Abstract
Objective
Various phosphonate ligands labeled with β−-emitting radionuclides have shown good efficacy for bone pain palliation. In this study, a new agent for bone pain palliation has been developed.
Methods
153Sm-(4-{[(bis(phosphonomethyl))carbamoyl]methyl}-7,10-bis(carboxymethyl)-1,4,7,10-tetraazacyclododec-1-yl) acetic acid (153Sm-BPAMD) complex was prepared using BPAMD ligand and 153SmCl3. The effect of various parameters on the labeling yield of 153Sm-BPAMD including ligand concentration, pH, temperature and reaction time were studied. Radiochemical purity of the radiolabeled complex was checked by instant thin layer chromatography (ITLC). Stability studies of the complex in the final preparation and in the presence of human serum were performed up to 48 h. Partition coefficient and hydroxyapatite (HA) binding of the complex were investigated and biodistribution studies (SPECT imaging and scarification) were performed after injection of the complex to Syrian mice up to 48 h post-injection.
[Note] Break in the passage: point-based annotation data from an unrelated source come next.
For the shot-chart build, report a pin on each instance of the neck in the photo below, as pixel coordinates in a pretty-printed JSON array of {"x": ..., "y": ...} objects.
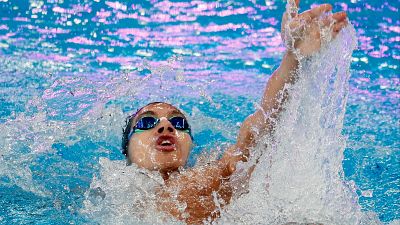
[{"x": 165, "y": 174}]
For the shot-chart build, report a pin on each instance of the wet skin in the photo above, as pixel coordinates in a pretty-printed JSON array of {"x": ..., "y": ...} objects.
[{"x": 196, "y": 187}]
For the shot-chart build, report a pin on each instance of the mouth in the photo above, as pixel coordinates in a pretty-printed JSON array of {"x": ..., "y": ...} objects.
[{"x": 166, "y": 143}]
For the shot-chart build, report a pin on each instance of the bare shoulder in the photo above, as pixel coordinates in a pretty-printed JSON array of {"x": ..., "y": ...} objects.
[{"x": 191, "y": 196}]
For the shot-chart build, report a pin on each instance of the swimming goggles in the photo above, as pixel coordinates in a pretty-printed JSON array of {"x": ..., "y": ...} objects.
[{"x": 149, "y": 122}]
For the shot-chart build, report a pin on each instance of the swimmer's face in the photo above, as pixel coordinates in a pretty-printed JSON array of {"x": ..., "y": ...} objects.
[{"x": 162, "y": 148}]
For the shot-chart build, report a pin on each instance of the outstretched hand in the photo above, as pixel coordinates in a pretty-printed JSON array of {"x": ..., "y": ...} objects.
[{"x": 303, "y": 33}]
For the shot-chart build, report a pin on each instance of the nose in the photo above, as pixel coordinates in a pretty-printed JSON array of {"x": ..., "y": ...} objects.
[{"x": 165, "y": 126}]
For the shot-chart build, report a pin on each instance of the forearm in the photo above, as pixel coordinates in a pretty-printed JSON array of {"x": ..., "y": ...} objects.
[{"x": 275, "y": 93}]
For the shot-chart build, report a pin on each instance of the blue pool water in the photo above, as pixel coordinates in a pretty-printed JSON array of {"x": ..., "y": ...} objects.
[{"x": 71, "y": 71}]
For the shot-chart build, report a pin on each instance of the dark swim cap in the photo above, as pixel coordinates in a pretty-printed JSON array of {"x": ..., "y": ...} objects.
[{"x": 128, "y": 124}]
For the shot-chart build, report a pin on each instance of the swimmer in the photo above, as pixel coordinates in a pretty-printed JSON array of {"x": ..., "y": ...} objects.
[{"x": 158, "y": 136}]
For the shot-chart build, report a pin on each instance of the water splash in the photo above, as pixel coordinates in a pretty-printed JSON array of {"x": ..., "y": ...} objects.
[{"x": 299, "y": 178}]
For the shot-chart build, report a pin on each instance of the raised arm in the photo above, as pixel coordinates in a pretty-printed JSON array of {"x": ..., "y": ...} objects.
[
  {"x": 191, "y": 196},
  {"x": 302, "y": 37}
]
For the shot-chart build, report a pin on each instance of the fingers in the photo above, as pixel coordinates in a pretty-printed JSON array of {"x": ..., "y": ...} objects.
[
  {"x": 337, "y": 27},
  {"x": 339, "y": 16},
  {"x": 297, "y": 3},
  {"x": 316, "y": 12}
]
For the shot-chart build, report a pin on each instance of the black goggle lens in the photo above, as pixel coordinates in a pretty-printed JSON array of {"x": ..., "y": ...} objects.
[{"x": 148, "y": 122}]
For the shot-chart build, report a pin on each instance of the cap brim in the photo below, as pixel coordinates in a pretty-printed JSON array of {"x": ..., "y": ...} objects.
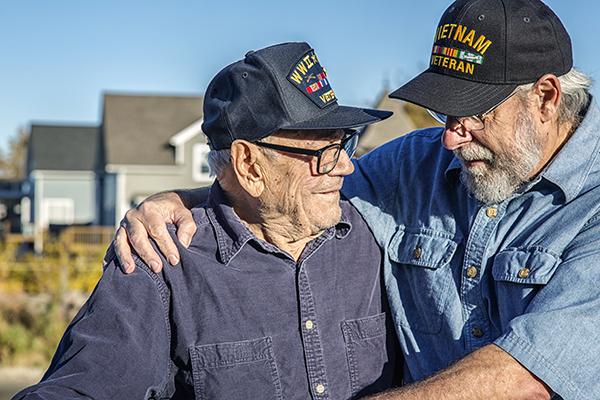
[
  {"x": 452, "y": 96},
  {"x": 342, "y": 117}
]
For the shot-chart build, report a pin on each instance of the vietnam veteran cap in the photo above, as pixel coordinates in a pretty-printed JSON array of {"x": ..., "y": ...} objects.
[
  {"x": 279, "y": 87},
  {"x": 484, "y": 49}
]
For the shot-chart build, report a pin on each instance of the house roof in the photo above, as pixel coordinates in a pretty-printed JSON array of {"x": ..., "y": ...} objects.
[
  {"x": 137, "y": 128},
  {"x": 63, "y": 147},
  {"x": 398, "y": 124},
  {"x": 407, "y": 117}
]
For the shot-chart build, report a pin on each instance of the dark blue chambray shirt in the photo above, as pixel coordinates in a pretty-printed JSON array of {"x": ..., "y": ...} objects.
[
  {"x": 237, "y": 319},
  {"x": 523, "y": 274}
]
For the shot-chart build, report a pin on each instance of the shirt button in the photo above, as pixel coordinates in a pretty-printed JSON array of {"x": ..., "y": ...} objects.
[
  {"x": 472, "y": 272},
  {"x": 477, "y": 332},
  {"x": 417, "y": 252},
  {"x": 523, "y": 273}
]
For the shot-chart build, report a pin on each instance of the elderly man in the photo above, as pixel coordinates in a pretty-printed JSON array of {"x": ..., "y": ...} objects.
[
  {"x": 271, "y": 300},
  {"x": 491, "y": 240}
]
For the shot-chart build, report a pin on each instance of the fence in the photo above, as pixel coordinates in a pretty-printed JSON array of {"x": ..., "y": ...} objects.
[{"x": 39, "y": 294}]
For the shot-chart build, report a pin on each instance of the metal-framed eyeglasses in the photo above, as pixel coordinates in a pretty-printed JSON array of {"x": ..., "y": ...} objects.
[
  {"x": 471, "y": 122},
  {"x": 328, "y": 156}
]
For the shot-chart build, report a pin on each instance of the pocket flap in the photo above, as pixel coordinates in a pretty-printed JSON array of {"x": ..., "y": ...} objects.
[
  {"x": 423, "y": 248},
  {"x": 231, "y": 353},
  {"x": 364, "y": 328},
  {"x": 532, "y": 266}
]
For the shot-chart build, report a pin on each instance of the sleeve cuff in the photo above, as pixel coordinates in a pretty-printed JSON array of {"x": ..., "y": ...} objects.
[{"x": 536, "y": 363}]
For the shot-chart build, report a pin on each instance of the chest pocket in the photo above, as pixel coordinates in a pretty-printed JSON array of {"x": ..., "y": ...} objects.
[
  {"x": 236, "y": 370},
  {"x": 420, "y": 263}
]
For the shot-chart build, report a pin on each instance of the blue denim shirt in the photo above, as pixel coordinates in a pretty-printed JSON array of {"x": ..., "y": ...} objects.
[
  {"x": 237, "y": 319},
  {"x": 523, "y": 274}
]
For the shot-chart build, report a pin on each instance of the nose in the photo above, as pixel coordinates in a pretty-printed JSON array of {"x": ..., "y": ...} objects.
[
  {"x": 455, "y": 135},
  {"x": 344, "y": 165}
]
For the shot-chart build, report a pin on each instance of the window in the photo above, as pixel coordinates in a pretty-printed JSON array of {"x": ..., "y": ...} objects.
[
  {"x": 200, "y": 172},
  {"x": 60, "y": 211}
]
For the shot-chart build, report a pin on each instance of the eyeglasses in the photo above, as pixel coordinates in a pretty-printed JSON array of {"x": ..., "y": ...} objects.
[
  {"x": 327, "y": 157},
  {"x": 472, "y": 122}
]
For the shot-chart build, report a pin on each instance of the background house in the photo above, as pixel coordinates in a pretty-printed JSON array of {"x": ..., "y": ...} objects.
[
  {"x": 88, "y": 175},
  {"x": 62, "y": 180},
  {"x": 150, "y": 144}
]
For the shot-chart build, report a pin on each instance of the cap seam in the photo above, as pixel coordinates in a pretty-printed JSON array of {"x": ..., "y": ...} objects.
[
  {"x": 553, "y": 26},
  {"x": 276, "y": 82},
  {"x": 505, "y": 41}
]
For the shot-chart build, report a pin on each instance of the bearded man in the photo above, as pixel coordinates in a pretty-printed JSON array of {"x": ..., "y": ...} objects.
[{"x": 491, "y": 240}]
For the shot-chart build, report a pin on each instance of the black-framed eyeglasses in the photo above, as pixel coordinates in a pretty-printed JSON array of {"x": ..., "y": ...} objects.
[
  {"x": 471, "y": 122},
  {"x": 328, "y": 156}
]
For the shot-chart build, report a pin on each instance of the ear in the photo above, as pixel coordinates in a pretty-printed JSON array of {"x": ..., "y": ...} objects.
[
  {"x": 245, "y": 160},
  {"x": 549, "y": 93}
]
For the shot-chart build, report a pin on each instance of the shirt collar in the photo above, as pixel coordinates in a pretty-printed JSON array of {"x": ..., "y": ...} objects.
[
  {"x": 232, "y": 234},
  {"x": 571, "y": 166}
]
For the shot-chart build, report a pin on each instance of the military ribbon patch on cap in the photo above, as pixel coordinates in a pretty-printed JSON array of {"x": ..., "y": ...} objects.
[{"x": 311, "y": 79}]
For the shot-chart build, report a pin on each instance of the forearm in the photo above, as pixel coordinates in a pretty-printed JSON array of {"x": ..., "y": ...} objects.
[{"x": 488, "y": 373}]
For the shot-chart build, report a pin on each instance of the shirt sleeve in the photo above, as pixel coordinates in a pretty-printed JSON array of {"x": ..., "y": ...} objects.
[
  {"x": 117, "y": 346},
  {"x": 557, "y": 337}
]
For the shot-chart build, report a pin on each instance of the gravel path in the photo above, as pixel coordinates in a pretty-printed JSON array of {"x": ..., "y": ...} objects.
[{"x": 14, "y": 379}]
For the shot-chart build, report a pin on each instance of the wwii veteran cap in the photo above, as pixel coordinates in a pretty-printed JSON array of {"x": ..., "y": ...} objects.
[
  {"x": 483, "y": 50},
  {"x": 278, "y": 87}
]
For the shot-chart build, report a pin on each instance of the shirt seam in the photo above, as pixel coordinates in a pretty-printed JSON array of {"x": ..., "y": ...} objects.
[{"x": 163, "y": 291}]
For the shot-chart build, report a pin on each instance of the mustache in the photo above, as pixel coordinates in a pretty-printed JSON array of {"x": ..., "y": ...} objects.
[{"x": 475, "y": 152}]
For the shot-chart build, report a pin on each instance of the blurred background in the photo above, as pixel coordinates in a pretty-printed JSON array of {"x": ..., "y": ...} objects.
[{"x": 100, "y": 106}]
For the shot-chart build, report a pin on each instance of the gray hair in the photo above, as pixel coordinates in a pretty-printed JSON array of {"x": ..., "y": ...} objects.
[
  {"x": 219, "y": 160},
  {"x": 575, "y": 87}
]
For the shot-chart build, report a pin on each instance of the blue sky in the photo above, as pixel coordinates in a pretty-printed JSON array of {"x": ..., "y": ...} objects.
[{"x": 59, "y": 56}]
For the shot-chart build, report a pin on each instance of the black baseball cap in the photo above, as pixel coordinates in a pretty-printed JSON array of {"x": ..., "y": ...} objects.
[
  {"x": 483, "y": 50},
  {"x": 279, "y": 87}
]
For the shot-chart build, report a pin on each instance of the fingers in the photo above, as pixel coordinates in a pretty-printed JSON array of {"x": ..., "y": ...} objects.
[
  {"x": 186, "y": 227},
  {"x": 138, "y": 238},
  {"x": 158, "y": 231},
  {"x": 123, "y": 251}
]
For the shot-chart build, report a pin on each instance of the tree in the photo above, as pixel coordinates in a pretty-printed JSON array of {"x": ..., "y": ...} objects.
[{"x": 12, "y": 161}]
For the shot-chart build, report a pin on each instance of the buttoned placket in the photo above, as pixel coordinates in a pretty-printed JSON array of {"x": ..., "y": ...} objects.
[
  {"x": 476, "y": 330},
  {"x": 309, "y": 324}
]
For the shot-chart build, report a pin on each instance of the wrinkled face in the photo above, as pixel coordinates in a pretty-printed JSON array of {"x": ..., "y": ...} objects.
[
  {"x": 501, "y": 157},
  {"x": 295, "y": 189}
]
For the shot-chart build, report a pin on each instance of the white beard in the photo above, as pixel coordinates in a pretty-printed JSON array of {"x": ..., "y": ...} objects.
[{"x": 503, "y": 173}]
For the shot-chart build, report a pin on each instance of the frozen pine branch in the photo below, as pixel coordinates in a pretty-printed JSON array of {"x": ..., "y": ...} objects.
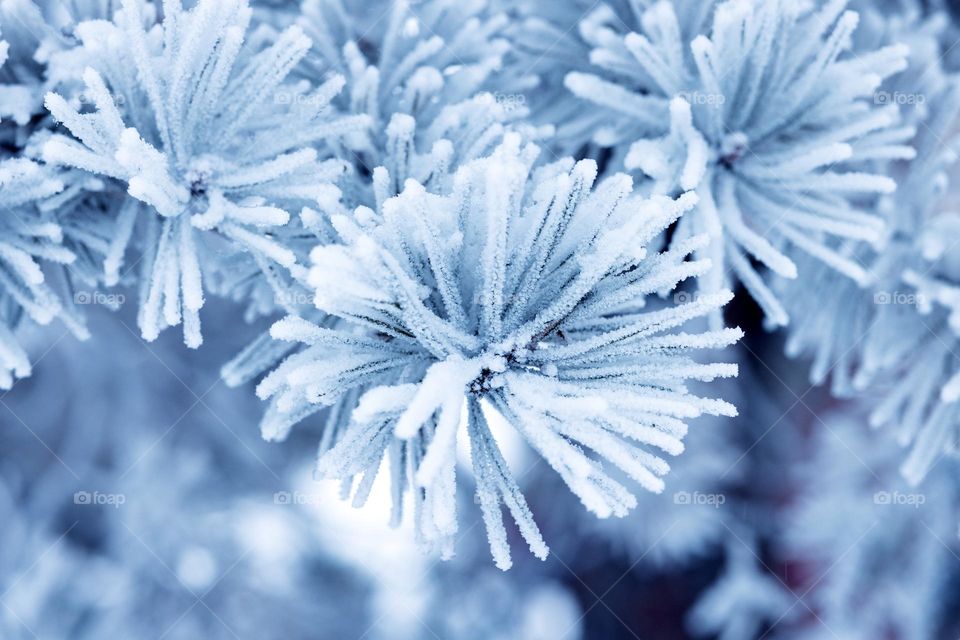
[
  {"x": 770, "y": 112},
  {"x": 187, "y": 118},
  {"x": 521, "y": 292}
]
The biodistribution of the complex was compared with the biodistribution of the 153Sm cation in the same type mice.
Results
153Sm-BPAMD was prepared in high radiochemical purity >98 % and specific activity of 267 GBq/mmol at the optimal conditions. The complex demonstrated significant stability at room temperature and in human serum at least for 48 h. HA binding assay demonstrated that at the amount of more than 5 mg, approximately, all radiolabeled complex was bound to HA. At the pH 7.4, LogP o/w was −1.86 ± 0.02. Both SPECT and scarification showed major accumulation of the labeled compound in the bone tissue.
Conclusion
The results show that 153Sm-BPAMD has interesting characteristics as an agent for bone pain palliation; however, further biological studies in other mammals are still needed.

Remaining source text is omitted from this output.